If you're doing the cooking and hosting yourself, keep the menu simple: three courses, including at least one prepared completely in advance. If you're sweating in the kitchen through the entire cocktail hour, your guests will be left to fend for themselves—not to mention you'll likely be frazzled. If you have to get fancy with the food, try cohosting with a friend. That way, you can prepare to the meal while he or she works the pre-dinner drinks session. Once everyone's seated, you each can hold court of one end of the table, ensuring that all goes smoothly.

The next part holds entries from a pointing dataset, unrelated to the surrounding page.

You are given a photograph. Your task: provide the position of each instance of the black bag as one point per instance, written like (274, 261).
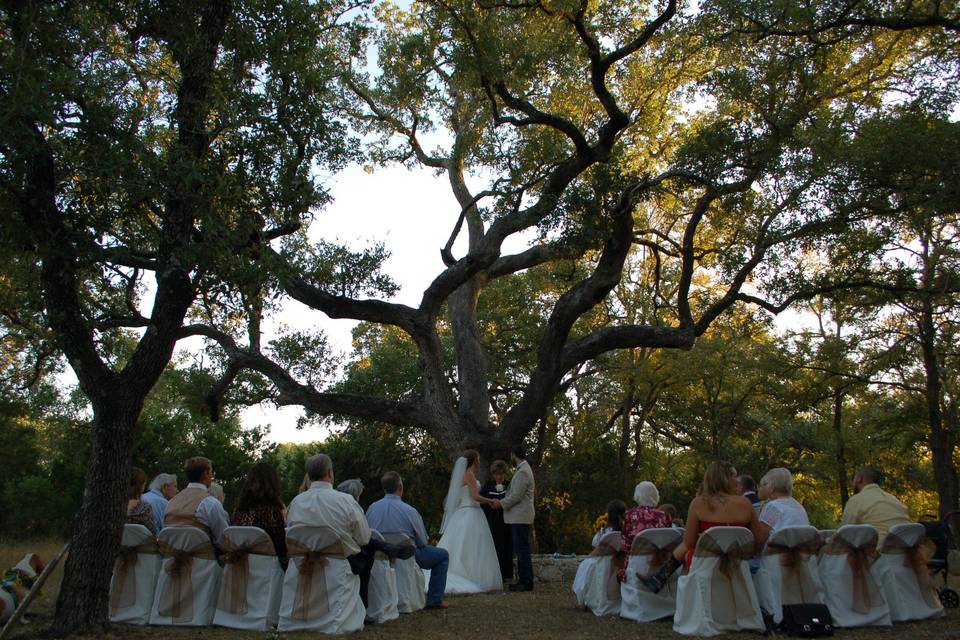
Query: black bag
(806, 620)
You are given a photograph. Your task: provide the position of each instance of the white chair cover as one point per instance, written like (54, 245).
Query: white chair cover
(252, 580)
(320, 592)
(650, 549)
(382, 591)
(596, 583)
(849, 588)
(788, 570)
(189, 577)
(718, 595)
(134, 576)
(411, 590)
(904, 578)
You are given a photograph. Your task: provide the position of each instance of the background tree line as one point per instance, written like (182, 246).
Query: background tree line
(670, 169)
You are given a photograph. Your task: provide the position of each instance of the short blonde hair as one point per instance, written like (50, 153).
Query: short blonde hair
(716, 478)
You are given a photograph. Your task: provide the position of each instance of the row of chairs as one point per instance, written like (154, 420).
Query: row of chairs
(799, 565)
(177, 579)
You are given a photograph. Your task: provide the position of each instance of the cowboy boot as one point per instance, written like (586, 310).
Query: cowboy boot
(656, 581)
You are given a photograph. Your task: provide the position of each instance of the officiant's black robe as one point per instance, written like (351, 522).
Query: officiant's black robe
(498, 528)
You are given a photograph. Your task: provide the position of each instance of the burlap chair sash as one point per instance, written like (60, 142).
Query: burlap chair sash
(796, 583)
(616, 563)
(123, 593)
(915, 557)
(311, 599)
(236, 572)
(658, 555)
(176, 601)
(729, 592)
(859, 558)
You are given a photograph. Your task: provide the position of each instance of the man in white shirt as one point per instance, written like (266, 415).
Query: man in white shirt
(872, 505)
(194, 506)
(322, 505)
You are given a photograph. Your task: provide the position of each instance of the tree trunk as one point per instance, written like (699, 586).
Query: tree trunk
(82, 605)
(841, 454)
(941, 446)
(626, 431)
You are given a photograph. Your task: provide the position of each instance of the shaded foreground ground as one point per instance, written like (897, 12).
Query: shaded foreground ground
(550, 612)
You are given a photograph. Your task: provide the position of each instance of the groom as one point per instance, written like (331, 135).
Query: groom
(518, 513)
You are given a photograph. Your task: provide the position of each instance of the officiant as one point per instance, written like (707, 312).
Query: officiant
(496, 489)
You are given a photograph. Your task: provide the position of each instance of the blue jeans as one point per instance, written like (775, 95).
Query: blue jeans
(521, 546)
(437, 561)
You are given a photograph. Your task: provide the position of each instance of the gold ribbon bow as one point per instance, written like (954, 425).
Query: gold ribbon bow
(796, 583)
(616, 563)
(123, 592)
(916, 557)
(311, 599)
(731, 598)
(176, 601)
(236, 572)
(859, 558)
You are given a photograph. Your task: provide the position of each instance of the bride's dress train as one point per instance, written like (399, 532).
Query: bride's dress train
(474, 567)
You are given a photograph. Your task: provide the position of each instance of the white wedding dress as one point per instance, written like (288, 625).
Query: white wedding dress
(473, 559)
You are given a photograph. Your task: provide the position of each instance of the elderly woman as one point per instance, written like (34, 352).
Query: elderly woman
(643, 516)
(780, 509)
(139, 511)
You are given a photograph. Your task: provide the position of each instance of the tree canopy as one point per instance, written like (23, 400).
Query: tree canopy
(674, 172)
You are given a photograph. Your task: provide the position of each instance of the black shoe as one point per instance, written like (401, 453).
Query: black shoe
(656, 581)
(393, 551)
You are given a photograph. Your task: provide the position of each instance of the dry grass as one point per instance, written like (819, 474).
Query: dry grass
(550, 612)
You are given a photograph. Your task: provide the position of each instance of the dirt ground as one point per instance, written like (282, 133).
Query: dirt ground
(549, 612)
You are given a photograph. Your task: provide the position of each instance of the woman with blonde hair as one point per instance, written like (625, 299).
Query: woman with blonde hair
(717, 504)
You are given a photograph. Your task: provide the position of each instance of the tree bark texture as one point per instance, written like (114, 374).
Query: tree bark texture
(840, 450)
(82, 605)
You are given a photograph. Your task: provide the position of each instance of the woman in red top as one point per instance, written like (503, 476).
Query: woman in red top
(716, 505)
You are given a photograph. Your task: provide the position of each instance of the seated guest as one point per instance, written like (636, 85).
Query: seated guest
(391, 514)
(139, 511)
(616, 512)
(780, 509)
(322, 505)
(872, 505)
(162, 488)
(194, 506)
(718, 504)
(259, 505)
(495, 489)
(591, 582)
(643, 516)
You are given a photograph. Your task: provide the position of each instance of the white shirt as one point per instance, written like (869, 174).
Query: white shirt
(322, 505)
(211, 513)
(783, 512)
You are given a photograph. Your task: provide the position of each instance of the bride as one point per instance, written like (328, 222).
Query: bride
(464, 533)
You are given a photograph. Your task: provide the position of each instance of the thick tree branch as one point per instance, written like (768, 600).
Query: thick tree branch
(292, 392)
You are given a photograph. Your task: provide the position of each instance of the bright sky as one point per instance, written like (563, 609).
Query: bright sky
(412, 213)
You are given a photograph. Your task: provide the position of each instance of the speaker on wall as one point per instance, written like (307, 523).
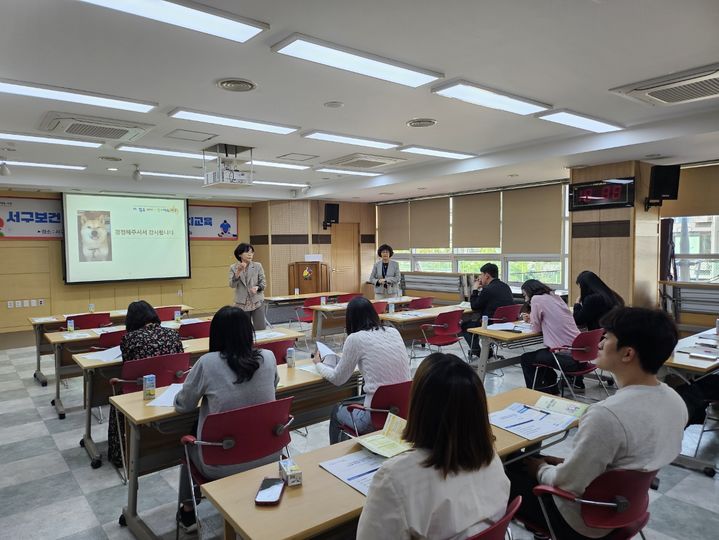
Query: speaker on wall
(332, 214)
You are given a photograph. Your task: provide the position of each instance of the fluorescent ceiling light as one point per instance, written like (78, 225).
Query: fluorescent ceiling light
(206, 20)
(329, 54)
(73, 96)
(172, 175)
(579, 121)
(240, 123)
(46, 165)
(48, 140)
(277, 164)
(353, 173)
(346, 139)
(487, 97)
(160, 152)
(434, 152)
(284, 184)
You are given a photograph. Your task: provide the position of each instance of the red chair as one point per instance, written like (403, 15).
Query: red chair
(90, 320)
(279, 349)
(238, 436)
(388, 398)
(167, 313)
(498, 531)
(616, 499)
(168, 369)
(446, 330)
(584, 349)
(195, 330)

Unless it's a hen or bachelor party, we're in favor of having an equal number of men and women. That said, it's not a strict rule. As Amy Vanderbilt herself said, "It's far better to have an extra man or woman than to ask someone on the dull side just to make the number even." Amen.
When it comes to seating your guests, we're in favor of mixing things up. You don’t necessarily have to abide by the boy-girl-boy-girl setup, but you should at least be sure to split up couples or best friends. The point is to get people talking to people they don't already know.
Centerpieces and floral arrangements (pick up some budget-friendly tips here) are all well and good, but extreme height is not. You want your guests to be able to look at each other. And if you're a candle kind of person, make sure they're unscented. No one wants sweet floral notes mixing in with that beautiful roast chicken.
It’s OK if the conversation lulls a bit. This's why a soundtrack is important. Put together a playlist of some of your favorite artists—you want something low-key, no Iggy Pop, please—and let it roll throughout the evening. When things start winding down at the dinner table, have an activity ready. Bring them into another room for an after-dinner drink to listen to music or play cards. Games are a great way to connect people who don't already know each other.
And here's one to grow on: Let's bring back the toast, shall we? It's festive, it makes your guests feel special, and dagnabbit, it shows class. So prepare something short and sweet in advance, clink that glass, and deliver your message with a smile. We promise, your guests will remember it fondly.